Firstly, I was seeing No TypeTag available when my code was trying to use the Spark Encoders. This SO answer helped. Basically, my code is Scala 3 and "Encoders.product[classa] is a Scala 2 thing. This method accepts an implicit TypeTag. There are no TypeTags in Scala 3". Yikes. This is probably one reason the upgrade path in Spark to Scala 3 is proving difficult. The solution I used was to create a SBT sub Project that was entirely Scala 2 and from here I called Spark.

The next problem was seeing my Spark jobs fail with:

Caused by: org.apache.spark.SparkException: Job aborted due to stage failure: Task 0 in stage 0.0 failed 4 times, most recent failure: Lost task 0.3 in stage 0.0 (TID 6) (172.30.0.7 executor 0): java.lang.ClassCastException: cannot assign instance of scala.collection.generic.DefaultSerializationProxy to field org.apache.spark.sql.execution.datasources.v2.DataSourceRDDPartition.inputPartitions of type scala.collection.immutable.Seq in instance of org.apache.spark.sql.execution.datasources.v2.DataSourceRDDPartition

This is a contender for the error message with the greatest misdirection.
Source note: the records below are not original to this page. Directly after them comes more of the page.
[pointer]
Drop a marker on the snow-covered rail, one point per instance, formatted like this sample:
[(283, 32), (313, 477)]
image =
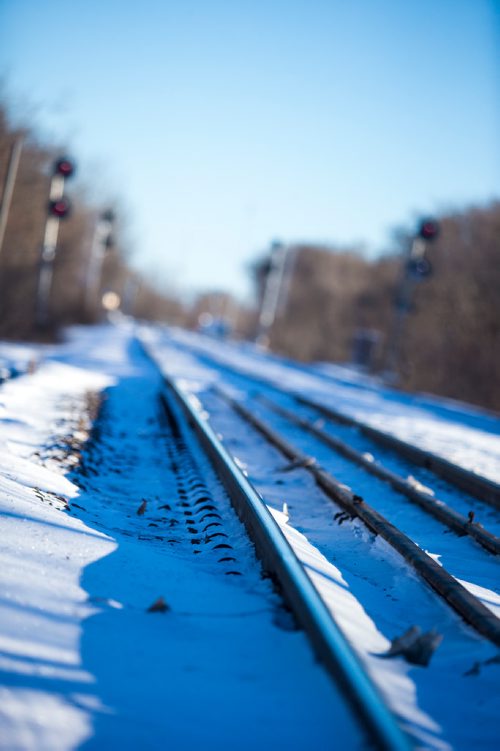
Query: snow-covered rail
[(281, 563), (480, 487), (386, 610), (455, 594), (458, 523)]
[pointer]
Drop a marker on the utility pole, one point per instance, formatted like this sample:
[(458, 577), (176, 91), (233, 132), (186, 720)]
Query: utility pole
[(272, 290), (416, 268), (58, 208), (101, 242), (8, 188)]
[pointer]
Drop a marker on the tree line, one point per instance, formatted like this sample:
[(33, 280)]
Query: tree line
[(73, 299), (335, 304), (451, 336)]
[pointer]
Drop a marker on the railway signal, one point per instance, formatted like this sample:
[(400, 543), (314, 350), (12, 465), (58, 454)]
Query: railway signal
[(417, 267), (428, 230), (102, 241), (64, 167), (58, 208)]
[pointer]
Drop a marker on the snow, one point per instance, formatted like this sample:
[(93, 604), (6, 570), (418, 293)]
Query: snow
[(369, 589), (458, 432), (82, 662)]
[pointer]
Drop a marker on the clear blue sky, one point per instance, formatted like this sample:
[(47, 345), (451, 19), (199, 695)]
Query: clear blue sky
[(223, 124)]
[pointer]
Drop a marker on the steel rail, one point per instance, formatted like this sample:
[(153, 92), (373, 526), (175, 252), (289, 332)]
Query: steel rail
[(432, 505), (480, 487), (466, 605), (476, 485), (277, 556)]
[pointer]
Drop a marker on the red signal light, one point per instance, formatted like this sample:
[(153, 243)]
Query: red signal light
[(428, 229), (64, 167), (60, 208)]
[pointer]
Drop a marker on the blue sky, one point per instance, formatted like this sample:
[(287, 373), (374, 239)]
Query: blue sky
[(223, 125)]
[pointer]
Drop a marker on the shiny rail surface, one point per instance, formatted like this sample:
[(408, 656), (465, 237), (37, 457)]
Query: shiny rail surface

You think it's a serialization problem but it isn't directly so.

Although other Spark users have reported it, Ryan Blue mentions that it isn't really a Spark issue but a Scala issue.
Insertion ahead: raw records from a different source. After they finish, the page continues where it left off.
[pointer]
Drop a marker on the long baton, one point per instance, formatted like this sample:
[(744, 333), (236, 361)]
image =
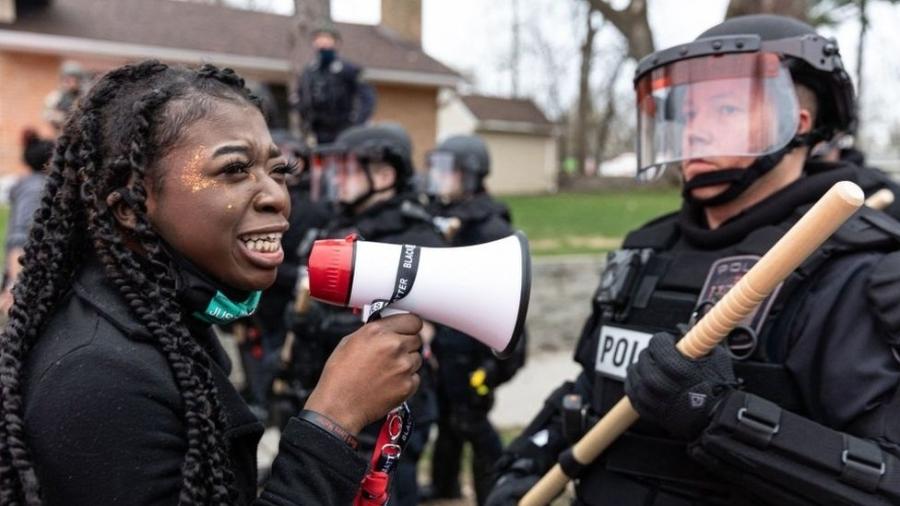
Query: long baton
[(829, 213)]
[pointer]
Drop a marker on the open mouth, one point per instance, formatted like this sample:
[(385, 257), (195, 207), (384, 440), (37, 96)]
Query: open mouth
[(262, 243)]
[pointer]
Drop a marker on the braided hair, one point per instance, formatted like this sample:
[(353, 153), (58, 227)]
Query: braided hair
[(128, 121)]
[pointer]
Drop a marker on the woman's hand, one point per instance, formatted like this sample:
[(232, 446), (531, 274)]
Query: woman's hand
[(370, 372)]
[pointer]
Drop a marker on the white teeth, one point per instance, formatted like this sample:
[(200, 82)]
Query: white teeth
[(266, 243), (274, 237)]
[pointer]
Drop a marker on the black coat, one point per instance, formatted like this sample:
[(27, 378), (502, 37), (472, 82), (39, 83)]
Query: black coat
[(105, 419)]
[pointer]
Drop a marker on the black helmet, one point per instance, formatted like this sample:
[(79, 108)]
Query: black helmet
[(326, 27), (467, 153), (812, 60), (385, 142), (704, 99)]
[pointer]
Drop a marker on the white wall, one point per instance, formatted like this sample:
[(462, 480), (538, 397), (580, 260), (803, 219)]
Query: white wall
[(453, 117), (521, 163)]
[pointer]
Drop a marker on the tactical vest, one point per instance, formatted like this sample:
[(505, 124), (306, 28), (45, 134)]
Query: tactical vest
[(660, 282), (330, 93)]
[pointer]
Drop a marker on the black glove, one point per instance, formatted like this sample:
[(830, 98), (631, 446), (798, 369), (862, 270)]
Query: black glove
[(676, 392), (513, 484)]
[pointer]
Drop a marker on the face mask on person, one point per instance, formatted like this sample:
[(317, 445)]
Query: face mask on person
[(326, 56)]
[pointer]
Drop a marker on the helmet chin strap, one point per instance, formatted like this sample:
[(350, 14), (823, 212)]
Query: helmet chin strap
[(738, 180)]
Anyway, I tried all sorts of things like change my JDK (note the sun.* packages have been removed in later JDKs so you need to follow the advice in this SO answer). I tried creating an uber jar but was thwarted by duped dependencies [SO], Invalid signature file digest errors as some were signed [SO] that forced me to strip the signtures out [SO] but still falling foul of Kafka's DataSourceRegister file being stripped out [SO].

The first step in the right direction came from here and another SO question where the SparkSession is recommended to be built by adding .config("spark.jars", PATHS) where PATHS is a comma delimited string of the full paths of all the JARs you want to use. Surprisingly, this turned out to include Spark JARs themselves, including in my case spark-sql-kafka-0-10_2.13 which oddly does not come as part of the Spark installation. By adding them as spark.jars, they are uploaded into the work subdirectory of a Spark node.

After this, there was just some minor domain name mapping issues to clear up in both the host and container before the whole stack worked without any further errors being puked.

Monday, October 9, 2023

My "What data science can learn from software engineering" presentation

Dr Chris Monit and I presented this presentation at the London MLOps meetup last week. TL;DR: maximize your chances of a successful delivery in data science by adopting best practices that the software industry has established.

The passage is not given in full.